Sourcing .bashrc as part of shell command in snakemake rule
set +u; source /path/to/.bashrc; set -u
--dag and custom print messages
If custom print messages are used in snakemake pipeline, --dag
visualization will run into
error. To make them play nice, use dot's commenting in print messages.
According to dot manual,
Comments may be /C-like/ or //C++-like.
Example:
print (f'// yo yo yo: "{x}"')
SLURM related
Snakemake hangs when job times out or cancelled
This is a problem as reported here. I'm copying my answer from that site to solve this issue:
Snakemake doesn't recognize all kinds of job statuses in slurm (and also in other job schedulers). To bridge this gap,
snakemake provides option --cluster-status, where custom python script can be provided. As per snakemake's
documentation:
--cluster-status
Status command for cluster execution. This is only considered in combination with the –cluster flag.
If provided, Snakemake will use the status command to determine if a job has finished successfully or failed.
For this it is necessary that the submit command provided to –cluster returns the cluster job id.
Then, the status command will be invoked with the job id.
Snakemake expects it to return ‘success’ if the job was successfull, ‘failed’ if the job failed and ‘running’ if the job still runs.
Example shown in snakemake's doc to use this feature:
#!/usr/bin/env python
import subprocess
import sys
jobid = sys.argv[1]
output = str(subprocess.check_output("sacct -j %s --format State --noheader | head -1 | awk '{print $1}'" % jobid, shell=True).strip())
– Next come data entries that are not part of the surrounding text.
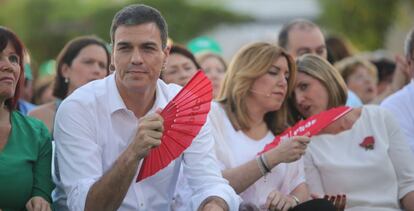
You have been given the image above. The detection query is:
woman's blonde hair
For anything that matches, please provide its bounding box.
[218,42,296,135]
[335,56,378,83]
[289,54,348,124]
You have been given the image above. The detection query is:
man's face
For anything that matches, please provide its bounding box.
[286,26,328,59]
[112,23,169,92]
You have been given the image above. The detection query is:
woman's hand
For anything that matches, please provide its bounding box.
[266,136,310,166]
[311,193,346,211]
[26,196,51,211]
[265,190,296,211]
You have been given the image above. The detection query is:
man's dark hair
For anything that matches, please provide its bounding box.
[278,19,319,49]
[404,28,414,59]
[110,4,168,48]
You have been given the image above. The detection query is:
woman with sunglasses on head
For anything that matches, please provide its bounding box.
[289,54,414,211]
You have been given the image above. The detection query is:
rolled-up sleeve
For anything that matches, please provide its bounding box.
[183,121,241,210]
[54,100,103,210]
[384,111,414,199]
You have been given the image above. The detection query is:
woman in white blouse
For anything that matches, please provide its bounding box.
[210,42,331,210]
[292,55,414,211]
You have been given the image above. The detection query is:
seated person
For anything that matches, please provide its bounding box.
[290,54,414,211]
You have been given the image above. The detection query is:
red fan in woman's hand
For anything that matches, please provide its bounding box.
[136,71,213,182]
[259,106,352,154]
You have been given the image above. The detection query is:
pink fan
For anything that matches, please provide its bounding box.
[136,71,213,182]
[259,106,352,154]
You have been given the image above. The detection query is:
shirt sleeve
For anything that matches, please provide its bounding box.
[54,100,103,210]
[382,110,414,199]
[286,158,305,193]
[303,152,325,195]
[381,96,414,152]
[32,123,55,203]
[183,120,240,210]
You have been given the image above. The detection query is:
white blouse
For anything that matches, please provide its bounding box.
[304,105,414,211]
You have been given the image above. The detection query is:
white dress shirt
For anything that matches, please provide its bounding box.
[304,105,414,211]
[54,74,240,210]
[381,79,414,152]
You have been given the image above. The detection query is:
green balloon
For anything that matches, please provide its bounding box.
[187,37,222,54]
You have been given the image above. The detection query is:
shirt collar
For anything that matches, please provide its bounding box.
[107,74,168,114]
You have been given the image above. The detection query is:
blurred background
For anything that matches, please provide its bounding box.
[0,0,414,77]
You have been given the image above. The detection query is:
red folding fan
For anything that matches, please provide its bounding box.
[259,106,352,154]
[136,71,213,182]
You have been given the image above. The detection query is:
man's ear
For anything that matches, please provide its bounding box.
[162,46,171,59]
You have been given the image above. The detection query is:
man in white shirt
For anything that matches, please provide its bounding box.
[54,5,240,210]
[278,19,362,107]
[381,29,414,152]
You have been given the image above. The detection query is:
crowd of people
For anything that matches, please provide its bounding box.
[0,4,414,211]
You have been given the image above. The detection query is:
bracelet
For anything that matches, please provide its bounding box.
[260,154,272,173]
[256,156,267,176]
[290,194,300,206]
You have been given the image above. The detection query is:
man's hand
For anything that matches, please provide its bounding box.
[132,113,164,159]
[199,196,229,211]
[25,196,51,211]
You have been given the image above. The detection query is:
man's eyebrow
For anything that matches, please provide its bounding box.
[116,41,131,46]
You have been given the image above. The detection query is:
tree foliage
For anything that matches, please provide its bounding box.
[0,0,249,64]
[319,0,414,50]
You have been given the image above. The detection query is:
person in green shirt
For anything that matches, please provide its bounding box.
[0,26,54,211]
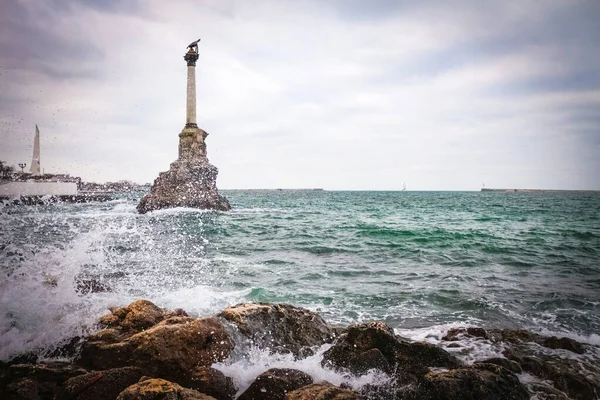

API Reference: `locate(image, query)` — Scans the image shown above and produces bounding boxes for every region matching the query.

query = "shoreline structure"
[137,39,231,214]
[0,300,600,400]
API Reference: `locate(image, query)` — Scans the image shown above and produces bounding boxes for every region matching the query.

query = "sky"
[0,0,600,190]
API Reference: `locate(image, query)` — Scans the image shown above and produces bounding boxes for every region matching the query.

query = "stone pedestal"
[137,42,231,214]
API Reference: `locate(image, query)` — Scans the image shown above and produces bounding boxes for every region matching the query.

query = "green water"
[0,190,600,358]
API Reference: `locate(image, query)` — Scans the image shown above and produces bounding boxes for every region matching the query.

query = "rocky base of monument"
[137,160,231,214]
[0,300,600,400]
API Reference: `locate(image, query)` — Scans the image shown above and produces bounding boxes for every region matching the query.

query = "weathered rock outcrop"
[99,300,188,336]
[442,328,600,399]
[323,322,461,380]
[56,367,142,400]
[0,362,87,400]
[117,379,215,400]
[137,160,231,214]
[285,382,362,400]
[237,368,313,400]
[402,364,530,400]
[218,303,333,356]
[0,300,600,400]
[76,301,233,381]
[178,367,237,400]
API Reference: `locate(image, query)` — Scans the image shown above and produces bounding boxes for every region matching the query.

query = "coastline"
[0,300,600,400]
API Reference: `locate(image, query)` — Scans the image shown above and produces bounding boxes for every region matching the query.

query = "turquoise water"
[0,190,600,358]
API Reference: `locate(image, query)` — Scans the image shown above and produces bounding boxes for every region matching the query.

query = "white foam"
[395,322,505,364]
[213,345,389,395]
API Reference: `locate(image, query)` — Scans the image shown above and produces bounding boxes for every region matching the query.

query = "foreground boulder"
[237,368,313,400]
[219,303,333,357]
[99,300,187,337]
[117,379,215,400]
[285,382,362,400]
[442,328,600,400]
[177,367,237,400]
[0,362,87,400]
[57,367,142,400]
[322,322,461,377]
[76,317,233,380]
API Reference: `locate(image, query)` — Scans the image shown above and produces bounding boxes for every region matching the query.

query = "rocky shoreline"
[0,300,600,400]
running_status=["PENDING", "CONFIGURING", "COMPLETING", "RUNNING", "SUSPENDED"]
if "COMPLETED" in output:
print("success")
elif any(r in output for r in running_status):
print("running")
else:
print("failed")
To use this script call snakemake similar to below, where status.py is the script above.
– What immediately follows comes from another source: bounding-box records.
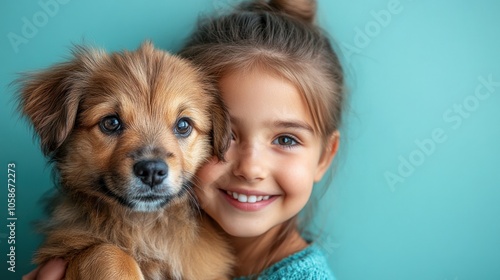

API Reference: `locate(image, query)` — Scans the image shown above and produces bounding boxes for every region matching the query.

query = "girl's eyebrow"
[272,120,314,134]
[230,116,314,134]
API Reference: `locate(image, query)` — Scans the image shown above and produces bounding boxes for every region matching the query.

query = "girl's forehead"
[219,68,313,127]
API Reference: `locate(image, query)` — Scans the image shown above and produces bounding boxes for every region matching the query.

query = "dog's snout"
[134,160,168,187]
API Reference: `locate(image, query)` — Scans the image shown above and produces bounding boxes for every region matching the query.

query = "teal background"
[0,0,500,280]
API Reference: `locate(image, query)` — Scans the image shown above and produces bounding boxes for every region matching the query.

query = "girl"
[26,0,343,279]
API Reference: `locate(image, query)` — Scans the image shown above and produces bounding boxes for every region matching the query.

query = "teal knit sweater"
[234,243,335,280]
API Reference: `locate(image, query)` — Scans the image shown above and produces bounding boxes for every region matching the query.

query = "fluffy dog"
[15,43,232,279]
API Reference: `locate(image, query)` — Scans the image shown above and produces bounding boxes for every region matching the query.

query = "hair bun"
[269,0,316,23]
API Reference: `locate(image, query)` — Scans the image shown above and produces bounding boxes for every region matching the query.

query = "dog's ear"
[16,47,100,156]
[210,94,231,161]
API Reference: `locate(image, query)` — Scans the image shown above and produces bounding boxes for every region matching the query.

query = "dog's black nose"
[134,160,168,187]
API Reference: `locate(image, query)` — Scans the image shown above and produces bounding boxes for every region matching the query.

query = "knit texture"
[234,243,335,280]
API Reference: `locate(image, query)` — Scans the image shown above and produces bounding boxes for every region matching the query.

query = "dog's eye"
[174,118,193,138]
[99,116,122,134]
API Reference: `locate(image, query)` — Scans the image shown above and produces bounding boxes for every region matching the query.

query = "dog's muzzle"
[134,160,168,188]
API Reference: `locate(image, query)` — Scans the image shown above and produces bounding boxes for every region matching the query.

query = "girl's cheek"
[196,157,225,188]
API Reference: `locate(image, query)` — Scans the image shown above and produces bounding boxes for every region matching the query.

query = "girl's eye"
[174,118,193,138]
[99,115,123,134]
[273,136,299,147]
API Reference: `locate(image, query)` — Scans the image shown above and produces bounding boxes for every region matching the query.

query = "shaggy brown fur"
[19,43,232,279]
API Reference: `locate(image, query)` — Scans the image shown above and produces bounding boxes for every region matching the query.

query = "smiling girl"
[181,0,343,279]
[26,0,344,280]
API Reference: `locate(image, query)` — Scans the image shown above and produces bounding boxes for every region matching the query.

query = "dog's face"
[20,44,229,211]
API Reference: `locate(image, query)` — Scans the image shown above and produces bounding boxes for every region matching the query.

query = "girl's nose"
[232,144,267,183]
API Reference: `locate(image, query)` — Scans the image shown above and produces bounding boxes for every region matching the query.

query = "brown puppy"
[15,43,232,279]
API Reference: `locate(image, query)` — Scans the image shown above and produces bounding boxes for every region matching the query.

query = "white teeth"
[238,194,248,202]
[226,191,270,203]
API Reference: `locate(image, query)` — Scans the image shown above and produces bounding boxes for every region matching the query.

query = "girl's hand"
[22,259,68,280]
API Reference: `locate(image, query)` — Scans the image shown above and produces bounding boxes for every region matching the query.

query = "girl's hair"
[180,0,344,272]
$ snakemake all --cluster "sbatch --cpus-per-task=1 --parsable" --cluster-status ./status.py
Alternatively, you may use premade custom scripts for several job schedulers (slurm, lsf, etc), available via Snakemake-Profiles. Here is the one for slurm - slurm-status.py.
Using snakemake profile
Snakemake profiles make it easy to always use certain flags and options. Various premade Snakemake-Profiles have been made available by the community/authors. For slurm, I use my own forked repo - https://github.com/ManavalanG/slurm.
!!! note When setting up, for submit_script, choose slurm-submit-advanced.py as this allows the usage of
--cluster-config option.
Job logs in append mode
Use --open-mode=append with sbatch.
From sbatch doc:
--open-mode=append|truncate
Open the output and error files using append or truncate mode as specified. The default value is specified by the system configuration parameter JobFileAppend.